My Older Brother Raped Me And My Sisterwhen i was 4 to 5 years my older brother started raping me i didn't know what was happening and it kept repeating until 4 Th grade when i started realizing what was happening. i cried to my mom and explained what had happened and she told me not to tell my dad and she would talk to him. and when i was 13 teen i was putting my clothes in the dryer and he came to me and told me to come with him. i was confused but i went and he told me to sit down. he said rember what we use to to do i will pay you if you do it again . i felt disgusted and shocked i got up and left and since then its been awkward when i started Jr high my sister came to me and told me what had happened to her and how he came to her while she was sleeping. when she was a kid he had raped her.she told me a lot of her stories and i related to her and how she told me that mom repeated the same thing she'll talk to him.

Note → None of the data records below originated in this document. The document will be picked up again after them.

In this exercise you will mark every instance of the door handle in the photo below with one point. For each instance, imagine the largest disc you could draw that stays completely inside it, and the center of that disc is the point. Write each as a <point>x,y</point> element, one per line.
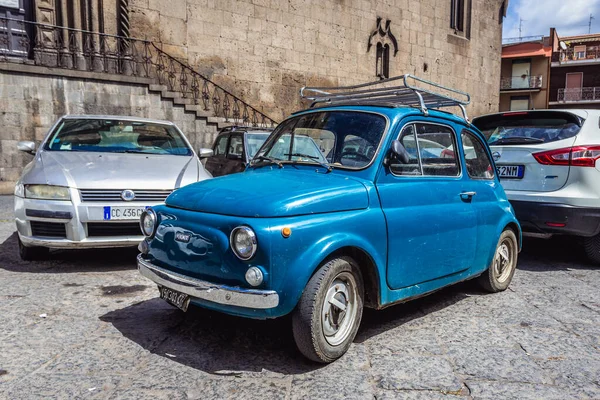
<point>467,195</point>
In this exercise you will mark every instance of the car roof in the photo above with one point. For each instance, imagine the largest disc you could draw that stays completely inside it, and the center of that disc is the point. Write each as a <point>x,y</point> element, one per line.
<point>118,118</point>
<point>388,111</point>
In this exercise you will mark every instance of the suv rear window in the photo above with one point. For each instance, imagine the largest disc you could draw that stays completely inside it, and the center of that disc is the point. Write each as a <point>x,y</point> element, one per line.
<point>528,127</point>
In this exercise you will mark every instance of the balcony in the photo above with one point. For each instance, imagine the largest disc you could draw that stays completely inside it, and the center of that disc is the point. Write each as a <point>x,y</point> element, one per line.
<point>579,95</point>
<point>579,55</point>
<point>522,82</point>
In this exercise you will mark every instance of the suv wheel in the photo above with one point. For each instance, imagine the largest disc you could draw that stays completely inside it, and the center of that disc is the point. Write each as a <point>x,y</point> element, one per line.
<point>32,253</point>
<point>592,248</point>
<point>500,272</point>
<point>328,314</point>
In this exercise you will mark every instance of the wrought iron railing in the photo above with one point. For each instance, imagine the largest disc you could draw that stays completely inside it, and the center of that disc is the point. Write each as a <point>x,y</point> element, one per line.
<point>521,82</point>
<point>60,47</point>
<point>591,54</point>
<point>578,94</point>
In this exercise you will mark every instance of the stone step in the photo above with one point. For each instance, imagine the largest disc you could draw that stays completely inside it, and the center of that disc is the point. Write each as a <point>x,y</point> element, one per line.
<point>157,88</point>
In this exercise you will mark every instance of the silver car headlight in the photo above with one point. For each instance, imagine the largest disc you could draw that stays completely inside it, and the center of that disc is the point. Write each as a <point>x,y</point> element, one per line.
<point>19,190</point>
<point>47,192</point>
<point>148,222</point>
<point>243,242</point>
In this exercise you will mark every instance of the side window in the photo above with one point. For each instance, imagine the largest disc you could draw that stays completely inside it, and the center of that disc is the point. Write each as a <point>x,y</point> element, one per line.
<point>221,146</point>
<point>236,147</point>
<point>479,165</point>
<point>407,138</point>
<point>436,144</point>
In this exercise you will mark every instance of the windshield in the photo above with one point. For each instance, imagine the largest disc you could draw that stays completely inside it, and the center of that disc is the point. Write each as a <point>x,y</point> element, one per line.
<point>117,136</point>
<point>347,139</point>
<point>526,128</point>
<point>254,141</point>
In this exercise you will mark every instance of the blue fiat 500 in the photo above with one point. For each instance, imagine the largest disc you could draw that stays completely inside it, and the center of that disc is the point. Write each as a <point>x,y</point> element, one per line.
<point>370,197</point>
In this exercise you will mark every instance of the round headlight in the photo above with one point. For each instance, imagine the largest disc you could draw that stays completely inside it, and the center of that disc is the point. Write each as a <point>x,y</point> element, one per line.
<point>254,276</point>
<point>243,242</point>
<point>148,222</point>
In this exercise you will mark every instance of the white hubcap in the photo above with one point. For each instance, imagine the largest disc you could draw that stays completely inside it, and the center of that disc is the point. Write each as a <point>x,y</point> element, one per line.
<point>339,309</point>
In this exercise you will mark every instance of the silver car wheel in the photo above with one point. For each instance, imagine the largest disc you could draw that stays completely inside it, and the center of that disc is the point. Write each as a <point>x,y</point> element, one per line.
<point>339,309</point>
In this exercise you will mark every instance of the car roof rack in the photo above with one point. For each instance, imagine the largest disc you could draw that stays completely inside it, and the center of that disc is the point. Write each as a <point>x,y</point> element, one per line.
<point>411,91</point>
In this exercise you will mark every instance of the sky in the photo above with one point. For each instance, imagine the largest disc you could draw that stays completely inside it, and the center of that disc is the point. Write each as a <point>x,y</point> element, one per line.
<point>569,17</point>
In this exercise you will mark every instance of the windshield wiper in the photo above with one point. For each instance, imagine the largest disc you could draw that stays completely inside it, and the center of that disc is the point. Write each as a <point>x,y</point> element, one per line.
<point>328,167</point>
<point>269,159</point>
<point>517,140</point>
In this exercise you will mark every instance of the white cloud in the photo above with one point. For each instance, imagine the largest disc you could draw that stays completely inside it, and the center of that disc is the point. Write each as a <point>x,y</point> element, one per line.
<point>569,17</point>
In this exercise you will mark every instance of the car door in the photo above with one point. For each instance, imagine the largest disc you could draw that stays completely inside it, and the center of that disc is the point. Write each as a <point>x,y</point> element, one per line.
<point>215,164</point>
<point>431,224</point>
<point>235,160</point>
<point>486,193</point>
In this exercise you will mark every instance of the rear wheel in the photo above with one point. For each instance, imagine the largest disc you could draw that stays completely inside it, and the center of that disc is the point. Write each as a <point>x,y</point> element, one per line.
<point>32,253</point>
<point>592,248</point>
<point>328,315</point>
<point>500,272</point>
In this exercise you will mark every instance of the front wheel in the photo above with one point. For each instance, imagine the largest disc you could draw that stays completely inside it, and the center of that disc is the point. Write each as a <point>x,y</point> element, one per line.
<point>500,273</point>
<point>328,314</point>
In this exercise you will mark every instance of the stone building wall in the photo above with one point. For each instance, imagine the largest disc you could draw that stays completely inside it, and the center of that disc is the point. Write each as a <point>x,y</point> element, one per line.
<point>265,50</point>
<point>30,104</point>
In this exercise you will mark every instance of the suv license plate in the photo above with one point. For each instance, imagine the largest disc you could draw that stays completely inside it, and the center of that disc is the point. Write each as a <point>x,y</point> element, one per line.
<point>174,298</point>
<point>510,171</point>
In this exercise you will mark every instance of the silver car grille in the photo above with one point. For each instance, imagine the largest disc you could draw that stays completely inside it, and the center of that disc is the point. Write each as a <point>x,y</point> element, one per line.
<point>102,195</point>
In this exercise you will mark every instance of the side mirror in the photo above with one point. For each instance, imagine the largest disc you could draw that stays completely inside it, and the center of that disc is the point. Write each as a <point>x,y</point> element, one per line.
<point>398,152</point>
<point>205,153</point>
<point>27,147</point>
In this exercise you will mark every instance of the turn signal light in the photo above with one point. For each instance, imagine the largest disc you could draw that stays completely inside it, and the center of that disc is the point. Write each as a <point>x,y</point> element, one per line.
<point>580,156</point>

since then i just hated his guts i had nightmares since then of someone pulling me and dragging, and shacking me and i would always have a melt down and freak out when i remembered. in 11th grade me and my sis had the courage to tell my dad and he
was shocked in a way. when we told our dad our mom jumped in the conversation saying that he didn't and he swore to god he didn't of course my dad didn't believe us he said he would investigated . the proof was there when my mom told my dad that we had came to her when we were kids its weird because she acts like she is hurt even thought she defends him and still does i was sick and fed up with it so i asked my dad if me and my sister can leave to another state to move in with our relatives and he said alright that same day my mother went downstairs and locked her self with that monster aka our brother and guess what happened. my mom told my dad that our brother should live with our relatives where we wanted to go though she knew that's where we wanted to escape and forget when my brother left.
everyone in our family were acting fxcked up to us saying we got what we wanted and that it was are fault he left.
and my second to older brother had knew what had happened to us and he told me and my sister to forgive and forget. how can you if its traumatizing. our own mother blamed us for what had happened she believes that its our fault still to this day were the outcasts in our family and when ever we want to go out she would make rude remarks its sad look what the world has come to know its time to say **** you and im reaally 17 and my sister is 16 its hard to let it go i tryed so many times but it hurts deeply like some one riped out my heart i dont know if i should get tharpy or some thing what do you think????